Upon emerging from Penn Station my gaze immediately focused on a fantastic billboard mounted to the side of a large building. Swarms of commuters hurried past as I took a few photos. Steam from the subway system swirled around me, but I stood motionless. It wasn’t the actual scene I was intrigued in, but the way the poster challenged how we think about photo enlargement and resolution.
From street level, determining the precise size of the ad was difficult. I’d guess it was 8 x 10 feet. Though in this case the actual dimensions didn’t really matter. Put simply, it far exceeded standard print sizes and still looked stunning. Now, if you’re anything like me and have done your research on cameras, sensors, and resolution, you may have expected this to be captured with a full frame DSLR and perhaps a professional quality lens. You would be wrong. In fact, it was shot on an eight megapixel iPhone 6.
Apple reviewed thousands of non-commissioned images before settling on the final 57 for display. They were processed with the typical array of photo editing apps and printed to billboard size. Now, some of you may be thinking, “yeah but it’s an Apple ad so they had access to the best photo enlargement software, interpolation tools, etc.” You’d be correct as the ad actually says “image optimized for larger format” in the upper right corner. Here’s the thing; you have the ability to do this as well. For starters, the bicubic smoothing option in Photoshop does an acceptable job at reducing jaggies. For even more control, Alien Skin’s photo enlargement tool Blow Up resamples while keeping details remarkably sharp.
What does this mean? You can remove the next camera body from your shopping cart and make massive prints with the model you own right now. I find that incredibly empowering. That 10 megapixel DSLR from 2008? It’ll do just fine. So will the 16 megapixel micro 4/3 body or the Sony with compressed Raw files. The key is to capture a technically sound image in the camera at the time of exposure. This quality file will hold up better to more post production in photo enlargement software and super sized prints. Of course good light also helps, but perhaps the biggest impact comes from the quality of the lens.
Please don’t get me wrong, I am in no way advocating a massive DSLR fire sale. The artistic control of a manual camera is undoubtedly far more powerful than any point and shoot or phone. What I am noting however, is that all of the megapixel talk, sensor comparisons and new camera reviews are designed to sell more merchandise, not make you a better artist.
I can see the heated comments now; “more megapixels give me more cropping space.” Sure, but why this sudden need to crop so heavily? For example, Henri Cartier-Bresson didn’t crop at all. Instead, he only included what he wanted in the viewfinder. His results speak for themselves.
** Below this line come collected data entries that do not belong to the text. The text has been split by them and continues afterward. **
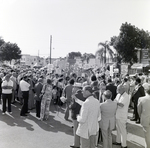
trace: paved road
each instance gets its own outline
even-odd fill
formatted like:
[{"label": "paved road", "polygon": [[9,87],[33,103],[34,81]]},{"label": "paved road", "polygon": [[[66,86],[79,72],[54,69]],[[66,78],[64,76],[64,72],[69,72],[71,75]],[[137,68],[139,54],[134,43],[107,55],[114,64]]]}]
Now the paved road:
[{"label": "paved road", "polygon": [[[27,118],[19,116],[21,105],[12,105],[12,114],[2,115],[0,104],[0,148],[69,148],[73,142],[72,122],[65,121],[64,106],[50,106],[48,121],[40,121],[32,110]],[[131,117],[131,113],[129,113]],[[128,148],[144,148],[142,127],[128,121]],[[116,131],[113,132],[113,141]],[[101,143],[98,148],[102,148]],[[119,146],[113,146],[119,148]]]}]

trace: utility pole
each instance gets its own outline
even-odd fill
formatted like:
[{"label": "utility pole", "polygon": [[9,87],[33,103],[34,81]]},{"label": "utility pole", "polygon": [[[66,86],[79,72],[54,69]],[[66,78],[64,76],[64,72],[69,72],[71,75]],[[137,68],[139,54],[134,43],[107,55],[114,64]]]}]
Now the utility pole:
[{"label": "utility pole", "polygon": [[40,60],[40,57],[39,57],[39,50],[38,50],[38,61],[37,61],[37,65],[39,65],[39,60]]},{"label": "utility pole", "polygon": [[50,57],[49,57],[49,62],[51,64],[51,53],[52,52],[52,35],[50,35]]}]

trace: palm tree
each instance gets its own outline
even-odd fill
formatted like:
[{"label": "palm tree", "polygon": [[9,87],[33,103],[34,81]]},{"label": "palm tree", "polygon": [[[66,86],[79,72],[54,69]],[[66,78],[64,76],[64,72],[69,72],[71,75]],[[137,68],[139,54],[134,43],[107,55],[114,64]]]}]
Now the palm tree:
[{"label": "palm tree", "polygon": [[112,61],[114,60],[114,52],[110,48],[110,43],[108,41],[105,43],[100,42],[98,44],[98,50],[96,51],[95,56],[101,60],[103,65],[106,64],[106,54],[110,55]]}]

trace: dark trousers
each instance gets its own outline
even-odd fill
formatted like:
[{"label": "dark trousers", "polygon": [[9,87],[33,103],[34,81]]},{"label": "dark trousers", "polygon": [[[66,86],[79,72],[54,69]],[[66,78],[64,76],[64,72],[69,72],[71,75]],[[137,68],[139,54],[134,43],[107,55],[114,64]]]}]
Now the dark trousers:
[{"label": "dark trousers", "polygon": [[36,116],[40,118],[41,101],[36,101]]},{"label": "dark trousers", "polygon": [[23,105],[20,115],[25,115],[28,112],[29,91],[22,91]]},{"label": "dark trousers", "polygon": [[1,104],[1,99],[2,99],[2,93],[0,92],[0,104]]},{"label": "dark trousers", "polygon": [[57,104],[59,106],[62,106],[63,105],[63,102],[61,102],[60,100],[60,97],[62,96],[62,89],[61,88],[58,88],[57,90]]},{"label": "dark trousers", "polygon": [[2,94],[3,112],[6,112],[6,101],[8,100],[8,112],[11,112],[11,98],[12,94]]},{"label": "dark trousers", "polygon": [[134,116],[135,116],[134,118],[136,121],[140,119],[139,114],[138,114],[138,110],[137,110],[137,104],[138,104],[138,102],[134,101]]}]

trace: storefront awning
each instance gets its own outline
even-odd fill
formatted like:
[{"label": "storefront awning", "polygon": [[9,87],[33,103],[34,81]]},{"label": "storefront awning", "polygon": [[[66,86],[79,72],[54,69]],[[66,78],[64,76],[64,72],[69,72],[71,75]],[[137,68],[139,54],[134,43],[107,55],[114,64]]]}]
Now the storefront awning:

In checking the submission requirements for Getty images, you’ll notice that files need to be 50MB. Even on most full frame camera, resampling in photo enlargement software is necessary to accomplish this. Yet despite the interpolation, these images are of high enough quality for the world’s largest stock photography agency and all of their clients. Still think you need more resolution? Look at the list of approved cameras for Getty. You’ll see older models such as the 10 megapixel Canon 40D.
What I really saw in that billboard was more than just an ad for the latest smart phone. It was a sign that we’ve allowed the promise of the next best thing to cloud our vision for far too long. This has been perpetuated by marketing campaigns, forum chatter and magazine advertorials. As camera sales continue to decline, this noise will only grow louder to drum up new business. When it does, think back to this large billboard created with a camera phone. There may be no end in sight for the megapixel race, but it doesn’t mean you have to run in it to succeed. A wise man once said, “if you win the rat race, you’re still a rat”. I’d rather be a photographer.